I've had a model 3 and model x. I've charged exclusively. I repeat, exclusively at super chargers.

I've never paid over $20 on a completely empty battery. I live in Bay Area. Prices are presumably higher? I've charged at dozens of chargers, never seen it as high as it says in this article. The ones I go to are .17 and .24kWh.
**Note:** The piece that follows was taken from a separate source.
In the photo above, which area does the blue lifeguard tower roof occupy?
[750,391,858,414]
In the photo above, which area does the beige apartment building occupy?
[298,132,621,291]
This entire article sounds false to me. At least I do not live in the same dimension as this article seems to operate in. I have gas cars too. Believe me. They cost much, much more. Electric is better. Don't fight it.

Deno

Dan S. Do you know everyone and everything!?
Don't be a muppet! - I charge exclusively at Superchargers... and btw I'm not a 'Muskovite' Incase you were wondering.

Mike M

I believe that Tesla's free superchargers intro a few years back was Elon Musk's ploy to accelerate the consumer adoption curve of the Tesla vehicle to a point that satisfied him,then start charging for the supercharger usage.  A bait-and-switch tactic remeniscient of a used var salesman of old.  I would not trust Elon Musk nor line his pocketbook any further than I could throw him. EVgo? EVpay! Cough it up, son.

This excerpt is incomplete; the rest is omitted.